Given the world situation, a Requiem that focuses on the suffering and solace of those who mourn, rather than on the redemption of the departed souls, is probably exactly what is needed. Brahms, with his telling selection of biblical texts about the vanity and the transience of life, seems to have much to teach contemporary listeners.

The performing forces assembled by conductor John Ehrlich had serious acoustical and logistical obstacles to confront in the Cathedral Church. A relatively intimate space, the hall has a very bright, reverberant ambiance. This makes it flattering for small ensembles and early music groups.

But there isn't enough room in the chancel to hold a big chorus, an orchestra, and two soloists, so some instrumentalists spilled out in front of the first row of pews.

That made for some difficulty in keeping all the musicians together. And the sound, especially at high volume, tended to be super-saturated and murky, with the orchestra often overwhelming the chorus and the soloists.

That said, Ehrlich and company offered a deeply felt performance whose rough edges did not prevent the musical message from getting through to its listeners.
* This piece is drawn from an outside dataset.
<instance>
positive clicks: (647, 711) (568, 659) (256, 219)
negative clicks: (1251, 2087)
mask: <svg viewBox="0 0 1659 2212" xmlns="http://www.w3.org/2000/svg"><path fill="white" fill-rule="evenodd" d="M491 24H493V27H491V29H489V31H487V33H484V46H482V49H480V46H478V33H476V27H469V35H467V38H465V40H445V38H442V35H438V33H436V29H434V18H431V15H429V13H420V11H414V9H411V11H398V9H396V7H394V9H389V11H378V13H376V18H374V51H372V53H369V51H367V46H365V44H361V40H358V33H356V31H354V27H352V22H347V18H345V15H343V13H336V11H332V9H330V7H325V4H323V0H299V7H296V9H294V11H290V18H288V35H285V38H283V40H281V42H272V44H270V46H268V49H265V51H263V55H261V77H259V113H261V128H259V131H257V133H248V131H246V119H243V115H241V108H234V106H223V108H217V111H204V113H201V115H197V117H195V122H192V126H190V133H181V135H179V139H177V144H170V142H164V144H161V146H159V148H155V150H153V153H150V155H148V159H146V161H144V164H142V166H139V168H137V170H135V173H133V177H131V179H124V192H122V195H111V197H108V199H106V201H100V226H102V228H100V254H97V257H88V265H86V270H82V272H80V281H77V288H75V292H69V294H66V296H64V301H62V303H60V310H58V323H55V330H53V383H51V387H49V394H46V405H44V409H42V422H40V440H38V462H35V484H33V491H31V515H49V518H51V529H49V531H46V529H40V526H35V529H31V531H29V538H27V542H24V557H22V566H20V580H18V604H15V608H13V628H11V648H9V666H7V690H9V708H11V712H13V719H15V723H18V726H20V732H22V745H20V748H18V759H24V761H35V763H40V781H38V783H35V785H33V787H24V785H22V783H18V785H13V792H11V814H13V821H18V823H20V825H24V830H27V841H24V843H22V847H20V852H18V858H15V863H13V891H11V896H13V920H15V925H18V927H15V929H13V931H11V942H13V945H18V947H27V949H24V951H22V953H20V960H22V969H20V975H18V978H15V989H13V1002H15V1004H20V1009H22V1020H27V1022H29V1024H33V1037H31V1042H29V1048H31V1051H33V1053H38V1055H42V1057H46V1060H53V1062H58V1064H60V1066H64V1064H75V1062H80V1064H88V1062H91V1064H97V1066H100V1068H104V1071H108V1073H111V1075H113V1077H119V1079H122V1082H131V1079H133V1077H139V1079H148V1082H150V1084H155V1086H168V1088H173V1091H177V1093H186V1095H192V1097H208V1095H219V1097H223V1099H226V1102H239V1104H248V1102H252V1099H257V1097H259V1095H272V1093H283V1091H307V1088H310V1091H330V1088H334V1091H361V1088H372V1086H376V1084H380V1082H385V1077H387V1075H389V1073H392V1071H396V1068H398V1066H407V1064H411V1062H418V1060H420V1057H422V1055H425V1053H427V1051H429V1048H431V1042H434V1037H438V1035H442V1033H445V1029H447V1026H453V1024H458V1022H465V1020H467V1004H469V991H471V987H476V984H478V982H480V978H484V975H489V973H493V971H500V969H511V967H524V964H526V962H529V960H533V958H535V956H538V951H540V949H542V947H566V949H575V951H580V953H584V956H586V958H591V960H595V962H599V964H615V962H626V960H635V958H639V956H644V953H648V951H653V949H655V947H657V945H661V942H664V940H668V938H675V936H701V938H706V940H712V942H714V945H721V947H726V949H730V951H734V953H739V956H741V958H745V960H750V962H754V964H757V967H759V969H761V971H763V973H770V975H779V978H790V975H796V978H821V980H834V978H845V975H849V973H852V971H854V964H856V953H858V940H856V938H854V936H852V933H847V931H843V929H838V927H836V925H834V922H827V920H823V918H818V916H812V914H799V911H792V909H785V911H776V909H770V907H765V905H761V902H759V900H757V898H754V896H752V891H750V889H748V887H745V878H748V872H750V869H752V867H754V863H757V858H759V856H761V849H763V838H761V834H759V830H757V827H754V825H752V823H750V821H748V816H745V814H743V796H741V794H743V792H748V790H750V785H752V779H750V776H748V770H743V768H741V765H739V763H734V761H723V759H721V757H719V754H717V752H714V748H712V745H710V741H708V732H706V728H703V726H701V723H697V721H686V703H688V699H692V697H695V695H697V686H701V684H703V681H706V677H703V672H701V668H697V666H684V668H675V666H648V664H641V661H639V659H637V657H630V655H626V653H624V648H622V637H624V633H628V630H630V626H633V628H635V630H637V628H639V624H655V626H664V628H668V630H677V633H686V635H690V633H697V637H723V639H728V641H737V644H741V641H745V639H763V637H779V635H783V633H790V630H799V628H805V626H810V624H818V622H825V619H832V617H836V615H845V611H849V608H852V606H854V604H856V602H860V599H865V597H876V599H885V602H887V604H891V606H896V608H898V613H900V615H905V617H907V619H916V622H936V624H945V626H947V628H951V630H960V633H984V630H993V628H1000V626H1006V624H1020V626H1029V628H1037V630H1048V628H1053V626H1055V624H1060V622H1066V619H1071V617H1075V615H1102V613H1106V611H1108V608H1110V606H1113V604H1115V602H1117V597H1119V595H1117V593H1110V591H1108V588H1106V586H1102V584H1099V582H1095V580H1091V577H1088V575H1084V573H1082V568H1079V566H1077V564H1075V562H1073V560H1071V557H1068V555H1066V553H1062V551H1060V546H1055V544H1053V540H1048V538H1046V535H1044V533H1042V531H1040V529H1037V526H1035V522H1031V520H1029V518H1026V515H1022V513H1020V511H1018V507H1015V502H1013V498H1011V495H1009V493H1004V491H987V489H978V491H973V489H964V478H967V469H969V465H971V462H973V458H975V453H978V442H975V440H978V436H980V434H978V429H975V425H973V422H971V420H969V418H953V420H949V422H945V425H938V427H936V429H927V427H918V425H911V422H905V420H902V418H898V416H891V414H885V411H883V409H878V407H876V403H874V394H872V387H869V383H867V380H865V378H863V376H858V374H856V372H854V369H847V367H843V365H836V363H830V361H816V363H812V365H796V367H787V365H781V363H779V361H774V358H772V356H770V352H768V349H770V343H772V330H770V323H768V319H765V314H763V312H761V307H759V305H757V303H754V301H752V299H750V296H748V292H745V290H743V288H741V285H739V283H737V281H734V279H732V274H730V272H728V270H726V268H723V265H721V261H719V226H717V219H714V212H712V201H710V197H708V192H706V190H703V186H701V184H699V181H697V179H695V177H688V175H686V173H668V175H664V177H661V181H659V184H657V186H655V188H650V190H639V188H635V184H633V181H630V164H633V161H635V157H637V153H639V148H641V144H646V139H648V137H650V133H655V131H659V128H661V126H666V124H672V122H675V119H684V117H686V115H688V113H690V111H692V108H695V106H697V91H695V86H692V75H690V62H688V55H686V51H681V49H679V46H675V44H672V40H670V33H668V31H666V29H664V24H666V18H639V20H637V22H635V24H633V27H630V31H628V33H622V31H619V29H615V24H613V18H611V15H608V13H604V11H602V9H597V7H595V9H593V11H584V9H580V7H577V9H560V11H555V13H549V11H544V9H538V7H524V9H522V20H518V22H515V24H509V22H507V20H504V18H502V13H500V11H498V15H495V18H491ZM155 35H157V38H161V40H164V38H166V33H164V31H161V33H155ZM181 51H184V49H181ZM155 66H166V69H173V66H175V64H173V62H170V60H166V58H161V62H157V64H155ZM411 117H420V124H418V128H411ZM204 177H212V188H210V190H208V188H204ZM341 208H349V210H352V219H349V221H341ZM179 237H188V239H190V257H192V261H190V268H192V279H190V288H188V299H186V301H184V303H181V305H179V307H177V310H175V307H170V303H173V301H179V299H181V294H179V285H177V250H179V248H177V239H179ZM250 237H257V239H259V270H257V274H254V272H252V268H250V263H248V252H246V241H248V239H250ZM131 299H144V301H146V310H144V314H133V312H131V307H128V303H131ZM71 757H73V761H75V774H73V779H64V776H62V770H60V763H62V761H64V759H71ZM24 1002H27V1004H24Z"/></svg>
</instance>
The chorus, which has made a specialty of singing without accompaniment, knows how to blend individual voices into a harmonious entity. The sweetness of tone was particularly evident in some of the quiet passages. When called upon, too, Ehrlich and his ensemble could produce a hair-raising tumult as in the climactic chorus, ''O Death, Where is Thy Sting?''

Both soloists seemed to have been born to sing their parts. Janet Brown, with her heaven-struck soprano, offered infinite comfort in the fifth movement, the one segment of the Requiem that Brahms probably wrote in memory of his mother, who died after he began the work. Brown's voice soared effortlessly into the ether. And Robert Honeysucker poured forth noble tone and an evangelist's fervor in his verses about man's ''vain shew'' and the mystery of redemption.